Here´s a short clip of what I try to accomplish in a more effective way ????:
Basically it´s two cursors in a fake OS, that interacts and draws atoms, and loads of other stuff.
All the illustrations comes from illustrator vector files, and right now I have two ways of accomplishing the “drawing” (which are both very tedious and slow)
1) Copy Masks in from Illustrator into After effects in a shape layer
2) Copy each mask path from the shape layer, into the cursor controller, move timeline past the new position keyframes in the null layer, and going back to 1) until all masks have been copied.

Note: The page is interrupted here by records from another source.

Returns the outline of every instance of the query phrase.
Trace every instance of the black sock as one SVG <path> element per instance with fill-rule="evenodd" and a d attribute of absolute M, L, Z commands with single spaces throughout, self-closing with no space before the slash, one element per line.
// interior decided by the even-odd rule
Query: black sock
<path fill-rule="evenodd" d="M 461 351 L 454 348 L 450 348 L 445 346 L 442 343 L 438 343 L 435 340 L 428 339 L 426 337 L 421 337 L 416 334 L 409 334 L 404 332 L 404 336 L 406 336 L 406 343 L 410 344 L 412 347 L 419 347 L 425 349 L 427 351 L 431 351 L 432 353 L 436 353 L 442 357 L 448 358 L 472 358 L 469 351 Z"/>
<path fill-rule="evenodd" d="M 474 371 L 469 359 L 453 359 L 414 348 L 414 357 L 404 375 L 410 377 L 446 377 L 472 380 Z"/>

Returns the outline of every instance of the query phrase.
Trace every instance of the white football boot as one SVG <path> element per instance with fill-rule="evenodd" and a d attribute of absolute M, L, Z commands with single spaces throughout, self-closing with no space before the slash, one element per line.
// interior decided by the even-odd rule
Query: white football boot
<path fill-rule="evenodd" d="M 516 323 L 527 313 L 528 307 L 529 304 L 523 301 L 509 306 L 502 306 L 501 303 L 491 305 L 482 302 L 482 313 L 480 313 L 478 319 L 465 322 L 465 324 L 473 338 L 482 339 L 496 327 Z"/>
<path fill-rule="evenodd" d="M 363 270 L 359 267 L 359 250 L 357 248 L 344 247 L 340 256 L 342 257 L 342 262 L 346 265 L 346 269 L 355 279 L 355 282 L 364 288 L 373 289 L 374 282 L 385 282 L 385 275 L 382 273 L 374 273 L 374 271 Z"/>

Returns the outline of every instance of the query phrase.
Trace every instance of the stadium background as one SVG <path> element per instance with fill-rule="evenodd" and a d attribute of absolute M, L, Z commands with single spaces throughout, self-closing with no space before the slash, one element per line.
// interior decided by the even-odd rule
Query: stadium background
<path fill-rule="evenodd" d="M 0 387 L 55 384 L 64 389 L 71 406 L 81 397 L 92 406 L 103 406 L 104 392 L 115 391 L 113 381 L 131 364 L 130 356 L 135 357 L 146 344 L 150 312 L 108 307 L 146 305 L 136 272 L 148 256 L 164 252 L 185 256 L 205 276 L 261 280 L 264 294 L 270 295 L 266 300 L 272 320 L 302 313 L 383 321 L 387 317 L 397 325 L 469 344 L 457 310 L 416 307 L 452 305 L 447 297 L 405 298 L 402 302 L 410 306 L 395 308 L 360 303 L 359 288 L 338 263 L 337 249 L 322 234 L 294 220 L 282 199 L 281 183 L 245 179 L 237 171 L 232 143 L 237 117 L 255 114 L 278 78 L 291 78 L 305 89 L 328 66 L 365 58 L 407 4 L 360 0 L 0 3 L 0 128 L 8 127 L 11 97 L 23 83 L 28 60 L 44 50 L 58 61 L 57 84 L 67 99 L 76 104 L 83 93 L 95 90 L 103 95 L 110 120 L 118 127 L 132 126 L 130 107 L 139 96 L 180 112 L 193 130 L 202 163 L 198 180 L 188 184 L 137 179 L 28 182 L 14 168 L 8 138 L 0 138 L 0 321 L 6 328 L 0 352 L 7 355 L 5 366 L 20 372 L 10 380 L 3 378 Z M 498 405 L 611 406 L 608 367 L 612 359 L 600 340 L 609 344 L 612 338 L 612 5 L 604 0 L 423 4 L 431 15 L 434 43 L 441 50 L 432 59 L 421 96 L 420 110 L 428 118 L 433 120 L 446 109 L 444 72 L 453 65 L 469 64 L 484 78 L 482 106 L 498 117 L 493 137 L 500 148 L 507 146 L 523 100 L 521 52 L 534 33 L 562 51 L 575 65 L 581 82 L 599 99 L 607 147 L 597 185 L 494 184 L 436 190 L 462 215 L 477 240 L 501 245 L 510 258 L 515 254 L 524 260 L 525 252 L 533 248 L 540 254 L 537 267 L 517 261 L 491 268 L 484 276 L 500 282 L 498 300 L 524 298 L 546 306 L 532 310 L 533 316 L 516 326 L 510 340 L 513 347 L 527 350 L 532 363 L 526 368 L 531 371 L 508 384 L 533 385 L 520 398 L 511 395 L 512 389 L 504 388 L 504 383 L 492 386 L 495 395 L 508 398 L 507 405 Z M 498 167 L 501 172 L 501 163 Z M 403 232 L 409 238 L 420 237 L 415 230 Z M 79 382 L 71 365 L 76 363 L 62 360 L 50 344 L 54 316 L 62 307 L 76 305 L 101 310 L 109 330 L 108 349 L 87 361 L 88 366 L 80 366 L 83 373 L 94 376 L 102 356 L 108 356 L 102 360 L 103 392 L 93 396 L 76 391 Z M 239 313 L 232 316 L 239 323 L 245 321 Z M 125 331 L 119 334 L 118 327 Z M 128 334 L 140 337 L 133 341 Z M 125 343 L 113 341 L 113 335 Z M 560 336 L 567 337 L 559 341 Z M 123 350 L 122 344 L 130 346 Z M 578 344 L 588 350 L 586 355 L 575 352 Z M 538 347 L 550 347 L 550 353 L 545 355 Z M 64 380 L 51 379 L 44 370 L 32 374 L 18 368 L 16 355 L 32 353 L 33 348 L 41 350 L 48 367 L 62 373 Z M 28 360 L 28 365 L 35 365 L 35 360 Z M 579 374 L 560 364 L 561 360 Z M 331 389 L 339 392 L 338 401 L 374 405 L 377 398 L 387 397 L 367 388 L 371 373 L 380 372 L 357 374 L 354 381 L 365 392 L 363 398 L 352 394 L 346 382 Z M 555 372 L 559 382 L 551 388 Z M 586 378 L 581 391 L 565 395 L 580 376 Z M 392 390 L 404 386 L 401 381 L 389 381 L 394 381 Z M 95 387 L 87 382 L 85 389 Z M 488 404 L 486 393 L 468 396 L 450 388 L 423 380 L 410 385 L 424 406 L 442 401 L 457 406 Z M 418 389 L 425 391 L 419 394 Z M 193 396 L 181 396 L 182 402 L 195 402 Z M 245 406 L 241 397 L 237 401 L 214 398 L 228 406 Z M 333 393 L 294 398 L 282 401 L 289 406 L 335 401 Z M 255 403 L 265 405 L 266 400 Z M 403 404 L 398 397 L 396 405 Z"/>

3) Use the stroke effect on the shape layer, and timing the stroke percentage slider with the cursor keyframe position.It is painfully slow. I tried to copy the mask path data to notepad, just to be able to see what´s in the data, but apparently that is only possible if it has keyframes. I guess AE does some tricks to convert from Mask Paths to positions behind the scene. I hoped it would be possible to pick the coordinates, and loop through all mask paths, moving the timeline automatically with a script, as this is very time consuming, when I have about 50 drawings with rarely below 20 masks.
I have found similar descriptions before – and have searched high and low for a script that could help me.
I have used the rd script MasksToShapes, combined with the script Waypointer, and ALMOST got the result I needed. Unfortunately in the spacing between masks, the expressions controlling the cursor movement, just blinked the cursor from path to path. If there was smooth movement, it would have been perfect.
Does anyone know of a script that could make any of the operations described above easier?
Any suggestions would be much appriciated!(I tried (without luck) implementing the script by Xavier Gomez here hoping it could do the trick:
https://forums.creativecow.net/readpost/227/24513 )PS – for others with only little experience with AE:
Another method I use, when the drawings have too many masks, that are separated, and therefore makes method 1 even slower, is to use the Draw-on effect. I accomplish that by either using the Motion sketch, and sketch out all lines directly on the drawing in after effects, and then use draw-on effect on the drawing itself, pickwhipping the motion from the cursor null, to the brush position. It works like a charm, but makes my computer lag so much it can only playback in 1/10 speed and quality set to quarter (even when the draw on dots spacing is set so high that the drawing is only truly visible when rendered).